The drop-in sessions are held several times a week and are open to various levels, from beginning “C” players to intermediate “B” players and advanced “A” players. Sunday night was to be the inaugural drop-in game for Dean Garland, a member of the Nini’s Taqueria team, which plays in the C division.

“I’m a complete novice,” said Garland, a teacher at Miller Middle School who, up until this season, hadn’t skated in 25 years.

Garland, who grew up near Denver, said playing hockey is a realization of a childhood dream – of sorts.

“I always wanted to play hockey as a kid,” he said. “But basically, my mom said ‘Like hell I’m going to get up at 5 a.m. and take you to practice.’”

Garland said the hockey flame was re-ignited when he recently visited the Durango rink with his family and ran into a friend who played in the league and encouraged him to join. Garland said his misgivings over being a little rusty quickly vanished when he talked to his prospective teammates.

“They asked ‘Can you skate backwards?’ and I said ‘Yeah,’ and they said ‘Can you stop?’ and I said ‘Yeah,’ and they said ‘You’ll be great then.’”

Wendt and Morrissey said that although Durango has its share of “rink rats,” die-hard division A players, it is the beginning C players, such as Garland, that account for the most vital portion of the league.

“The beginners are what build our program,” Morrissey said.

Brian Wendt, center, goes over some of the finer points of the game with his young proteges./Photo by Dustin Bradford

In order to foster beginners’ interest in the sport, the city offers adult clinics with a hockey coach as well as daily “stick-and-puck” sessions.

“This way beginners can actually train and learn the sport,” said Morrissey, who grew up playing hockey on a frozen pond in the northeast. “You can’t learn how to play hockey just playing games. It’s one of the most difficult sports to learn.”

In addition to novice players, Morrissey said the Durango league also is seeing an influx of female players – off all levels. This year, the league even has two all-female teams – Chicks With Sticks and the Mother Puckers – who will be participating alongside co-ed and all-men teams in the C division.

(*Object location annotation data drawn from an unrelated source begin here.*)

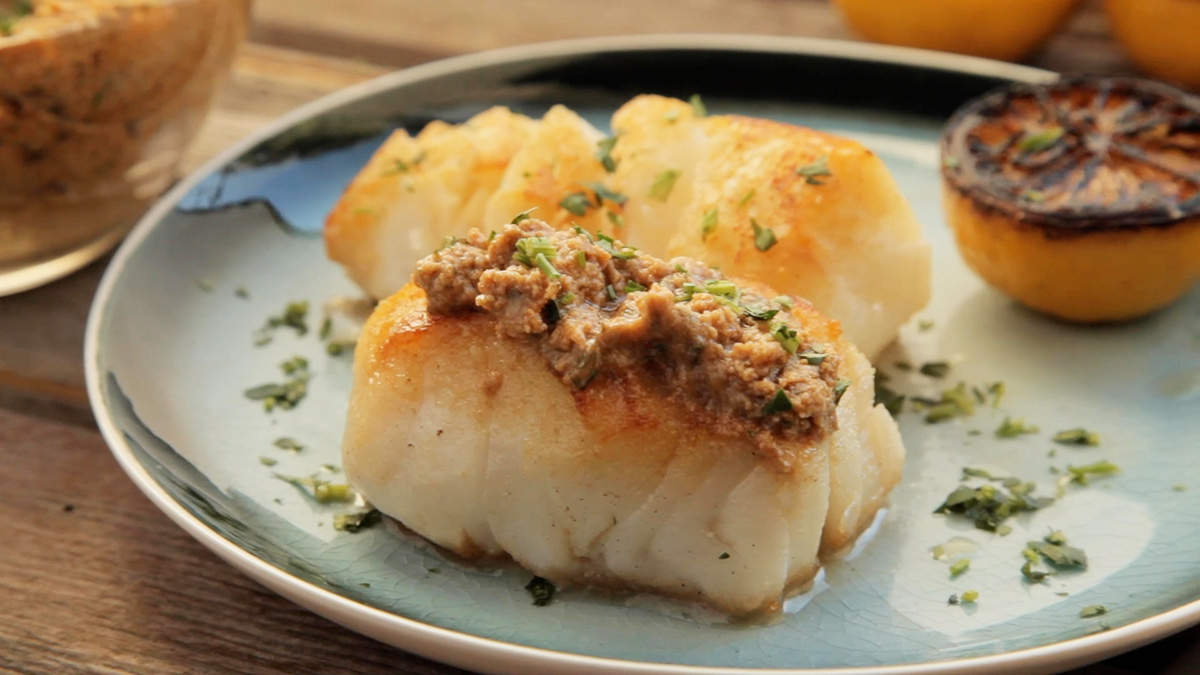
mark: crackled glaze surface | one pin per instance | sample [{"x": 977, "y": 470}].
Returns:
[{"x": 169, "y": 362}]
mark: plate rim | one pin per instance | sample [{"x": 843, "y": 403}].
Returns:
[{"x": 486, "y": 655}]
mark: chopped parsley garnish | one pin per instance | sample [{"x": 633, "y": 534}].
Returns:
[
  {"x": 610, "y": 245},
  {"x": 576, "y": 203},
  {"x": 839, "y": 389},
  {"x": 723, "y": 287},
  {"x": 1084, "y": 475},
  {"x": 341, "y": 347},
  {"x": 935, "y": 369},
  {"x": 988, "y": 506},
  {"x": 1057, "y": 555},
  {"x": 355, "y": 521},
  {"x": 786, "y": 336},
  {"x": 285, "y": 395},
  {"x": 319, "y": 490},
  {"x": 603, "y": 192},
  {"x": 546, "y": 267},
  {"x": 529, "y": 248},
  {"x": 815, "y": 171},
  {"x": 1077, "y": 437},
  {"x": 664, "y": 184},
  {"x": 954, "y": 402},
  {"x": 516, "y": 220},
  {"x": 959, "y": 567},
  {"x": 708, "y": 223},
  {"x": 778, "y": 404},
  {"x": 294, "y": 317},
  {"x": 1042, "y": 139},
  {"x": 541, "y": 590},
  {"x": 1013, "y": 428},
  {"x": 759, "y": 314},
  {"x": 604, "y": 153},
  {"x": 763, "y": 237}
]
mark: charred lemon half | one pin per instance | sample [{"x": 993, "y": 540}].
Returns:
[{"x": 1079, "y": 198}]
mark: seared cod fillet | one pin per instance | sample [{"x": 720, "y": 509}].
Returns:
[
  {"x": 808, "y": 213},
  {"x": 469, "y": 424}
]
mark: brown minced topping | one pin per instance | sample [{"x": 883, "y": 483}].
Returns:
[{"x": 598, "y": 308}]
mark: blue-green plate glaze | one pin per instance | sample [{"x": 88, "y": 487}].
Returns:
[{"x": 168, "y": 359}]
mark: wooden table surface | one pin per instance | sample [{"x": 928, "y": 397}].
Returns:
[{"x": 94, "y": 578}]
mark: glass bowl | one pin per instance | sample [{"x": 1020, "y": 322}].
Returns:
[{"x": 99, "y": 101}]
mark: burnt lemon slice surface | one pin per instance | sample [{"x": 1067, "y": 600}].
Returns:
[{"x": 1079, "y": 198}]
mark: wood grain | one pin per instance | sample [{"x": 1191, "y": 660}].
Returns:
[{"x": 111, "y": 585}]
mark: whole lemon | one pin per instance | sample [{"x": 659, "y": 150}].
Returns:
[
  {"x": 996, "y": 29},
  {"x": 1162, "y": 36}
]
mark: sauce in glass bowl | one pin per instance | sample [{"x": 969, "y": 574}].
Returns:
[{"x": 99, "y": 100}]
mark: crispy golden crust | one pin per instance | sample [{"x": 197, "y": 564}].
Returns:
[{"x": 414, "y": 192}]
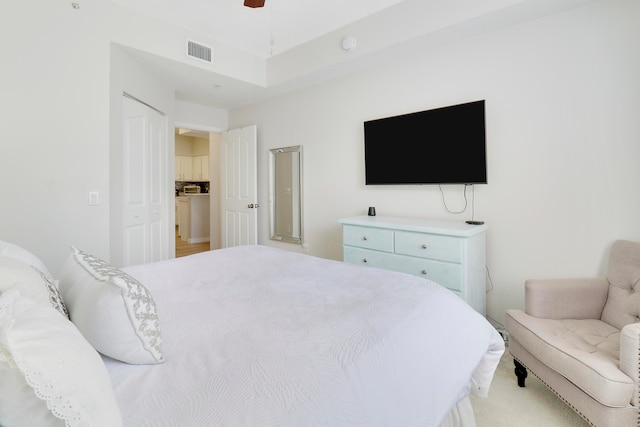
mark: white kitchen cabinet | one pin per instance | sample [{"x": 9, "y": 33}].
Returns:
[
  {"x": 200, "y": 168},
  {"x": 450, "y": 253},
  {"x": 183, "y": 168}
]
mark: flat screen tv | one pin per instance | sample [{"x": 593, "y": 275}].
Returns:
[{"x": 440, "y": 146}]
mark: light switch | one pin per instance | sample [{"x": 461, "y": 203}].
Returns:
[{"x": 94, "y": 198}]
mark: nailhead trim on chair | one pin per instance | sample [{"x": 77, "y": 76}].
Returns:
[
  {"x": 638, "y": 379},
  {"x": 561, "y": 398}
]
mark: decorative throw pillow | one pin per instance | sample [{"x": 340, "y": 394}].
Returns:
[
  {"x": 31, "y": 282},
  {"x": 51, "y": 376},
  {"x": 114, "y": 311}
]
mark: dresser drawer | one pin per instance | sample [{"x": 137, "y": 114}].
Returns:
[
  {"x": 446, "y": 274},
  {"x": 433, "y": 246},
  {"x": 368, "y": 257},
  {"x": 369, "y": 238}
]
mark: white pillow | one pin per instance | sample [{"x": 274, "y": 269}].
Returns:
[
  {"x": 114, "y": 311},
  {"x": 50, "y": 375},
  {"x": 21, "y": 254},
  {"x": 31, "y": 282}
]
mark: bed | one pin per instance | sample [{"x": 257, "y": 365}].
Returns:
[{"x": 257, "y": 336}]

Stacie Rappaport, of Durango, grew up playing hockey with her brothers in Vermont and went on to play noncompetitively in college. She now plays on the Nini’s team and estimates that more than half of the team is female. She said she has played in both all-female and co-ed leagues and prefers the co-ed version.

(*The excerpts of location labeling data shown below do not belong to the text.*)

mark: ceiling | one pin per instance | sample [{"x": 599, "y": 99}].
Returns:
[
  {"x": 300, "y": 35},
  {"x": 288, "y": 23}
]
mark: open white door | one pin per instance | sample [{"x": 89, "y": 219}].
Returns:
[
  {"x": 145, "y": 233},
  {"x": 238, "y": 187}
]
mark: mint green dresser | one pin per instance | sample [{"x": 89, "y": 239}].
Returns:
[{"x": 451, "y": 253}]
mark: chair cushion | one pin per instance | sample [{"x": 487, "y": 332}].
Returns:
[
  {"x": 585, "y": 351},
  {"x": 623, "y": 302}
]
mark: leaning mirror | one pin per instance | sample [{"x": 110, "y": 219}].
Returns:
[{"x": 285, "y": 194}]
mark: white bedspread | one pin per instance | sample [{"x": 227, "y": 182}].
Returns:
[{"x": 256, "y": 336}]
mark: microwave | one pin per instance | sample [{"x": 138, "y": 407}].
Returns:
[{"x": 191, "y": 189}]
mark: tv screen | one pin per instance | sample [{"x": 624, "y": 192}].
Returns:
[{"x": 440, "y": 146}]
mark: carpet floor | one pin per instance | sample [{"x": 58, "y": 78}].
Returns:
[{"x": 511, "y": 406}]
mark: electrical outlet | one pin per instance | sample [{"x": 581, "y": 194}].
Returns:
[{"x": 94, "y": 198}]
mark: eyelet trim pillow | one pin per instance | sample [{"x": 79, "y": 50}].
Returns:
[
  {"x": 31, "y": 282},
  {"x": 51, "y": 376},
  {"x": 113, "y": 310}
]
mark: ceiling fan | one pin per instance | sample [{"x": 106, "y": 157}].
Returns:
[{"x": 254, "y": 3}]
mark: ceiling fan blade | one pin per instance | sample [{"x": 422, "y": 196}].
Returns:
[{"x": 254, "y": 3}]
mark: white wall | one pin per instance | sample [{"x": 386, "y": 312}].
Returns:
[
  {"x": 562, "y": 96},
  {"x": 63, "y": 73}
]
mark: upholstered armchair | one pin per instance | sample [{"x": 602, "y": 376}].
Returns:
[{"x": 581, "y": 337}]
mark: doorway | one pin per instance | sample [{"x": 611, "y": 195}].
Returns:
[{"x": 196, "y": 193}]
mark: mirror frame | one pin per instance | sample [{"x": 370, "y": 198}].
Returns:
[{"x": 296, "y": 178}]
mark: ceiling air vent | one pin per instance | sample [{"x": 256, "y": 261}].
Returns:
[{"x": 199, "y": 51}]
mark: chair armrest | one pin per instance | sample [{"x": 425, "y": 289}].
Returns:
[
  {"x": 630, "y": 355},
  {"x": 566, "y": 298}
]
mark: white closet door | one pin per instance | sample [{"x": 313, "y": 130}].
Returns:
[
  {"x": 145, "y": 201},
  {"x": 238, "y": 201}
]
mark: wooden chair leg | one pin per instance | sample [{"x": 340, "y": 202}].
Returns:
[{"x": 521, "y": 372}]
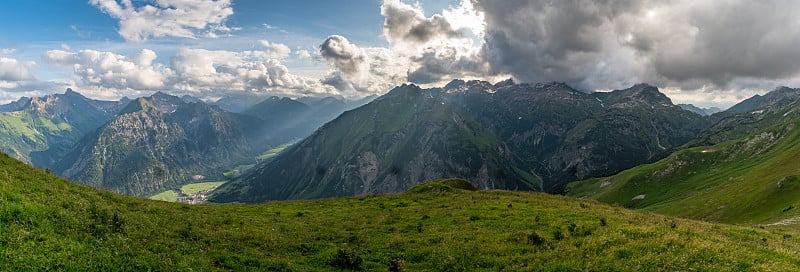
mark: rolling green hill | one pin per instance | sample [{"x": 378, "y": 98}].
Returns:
[
  {"x": 750, "y": 180},
  {"x": 41, "y": 130},
  {"x": 47, "y": 223}
]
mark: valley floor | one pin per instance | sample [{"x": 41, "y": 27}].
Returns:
[{"x": 47, "y": 223}]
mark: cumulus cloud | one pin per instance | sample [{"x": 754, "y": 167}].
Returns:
[
  {"x": 176, "y": 18},
  {"x": 112, "y": 70},
  {"x": 408, "y": 23},
  {"x": 609, "y": 44},
  {"x": 198, "y": 71},
  {"x": 422, "y": 50},
  {"x": 344, "y": 56},
  {"x": 14, "y": 70},
  {"x": 304, "y": 54},
  {"x": 276, "y": 50},
  {"x": 359, "y": 71}
]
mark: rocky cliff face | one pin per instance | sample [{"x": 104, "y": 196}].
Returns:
[
  {"x": 42, "y": 129},
  {"x": 404, "y": 138},
  {"x": 160, "y": 142},
  {"x": 563, "y": 134},
  {"x": 506, "y": 135}
]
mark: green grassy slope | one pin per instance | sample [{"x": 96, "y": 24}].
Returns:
[
  {"x": 49, "y": 223},
  {"x": 750, "y": 180}
]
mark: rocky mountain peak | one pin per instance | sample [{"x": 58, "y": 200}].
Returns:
[
  {"x": 641, "y": 94},
  {"x": 165, "y": 103}
]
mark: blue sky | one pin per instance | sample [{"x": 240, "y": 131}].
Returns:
[{"x": 709, "y": 53}]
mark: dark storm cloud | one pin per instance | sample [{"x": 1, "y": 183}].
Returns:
[
  {"x": 446, "y": 63},
  {"x": 590, "y": 43},
  {"x": 405, "y": 23},
  {"x": 346, "y": 57}
]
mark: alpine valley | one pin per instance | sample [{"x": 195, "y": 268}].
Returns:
[{"x": 147, "y": 145}]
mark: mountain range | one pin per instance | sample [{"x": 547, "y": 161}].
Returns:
[
  {"x": 500, "y": 136},
  {"x": 149, "y": 144},
  {"x": 741, "y": 170}
]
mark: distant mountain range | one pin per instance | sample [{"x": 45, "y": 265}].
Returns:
[
  {"x": 698, "y": 110},
  {"x": 504, "y": 136},
  {"x": 539, "y": 137},
  {"x": 741, "y": 170},
  {"x": 145, "y": 145}
]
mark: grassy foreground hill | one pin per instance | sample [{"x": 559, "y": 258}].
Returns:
[
  {"x": 48, "y": 223},
  {"x": 751, "y": 180}
]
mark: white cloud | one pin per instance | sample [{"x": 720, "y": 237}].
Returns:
[
  {"x": 15, "y": 70},
  {"x": 197, "y": 71},
  {"x": 206, "y": 70},
  {"x": 304, "y": 54},
  {"x": 109, "y": 70},
  {"x": 176, "y": 18},
  {"x": 423, "y": 50},
  {"x": 276, "y": 50}
]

“I like it much better playing with guys,” she said. “It’s more of a challenge.”

Rappaport said she feels she receives the same treatment from her male counterparts on the rink. However, she did note it can be a bit unsettling playing against the oftentimes larger and stronger sex.

“It can be intimidating, especially when they’re out of control,” she said. “I fear getting sacked.”

But she said this shouldn’t deter potential female players.

“To them I say, ‘Come on out and have fun,’” she said. “‘Give it a try. You only live once.’”

In addition to cultivating adult players, the city also tries to cater to younger players.

Wendt said the city has hockey programs for kids 3-years-old and up. He said he expects to see 100-plus kids in this winter’s programs and that the city is in the process of trying to set up competitive kids games between Durango and Telluride.

“It’s hard to motivate the kids to practice when they can’t play real games,” he said.

He said there is even talk of forming a high school team, although the logistics of long-distance travel could be a deal-breaker.

In the meantime, some high school players looking to advance their skills have opted to play in the adult league. Jeff Dunn, 17, who plays for Ice Jam, a level B team, started playing hockey four years ago after seeing a professional hockey game.

“I went to an Avalanche game one time, and after that I was hooked,” said the teen, who took up a part-time job to help pay for his gear.

And although he said he harbors no dreams of furthering his hockey career past recreational status, he said now that he has mastered the basics, he will continue to play.

“Once you get it, it’s kind of like walking,” he said. “You never forget it.”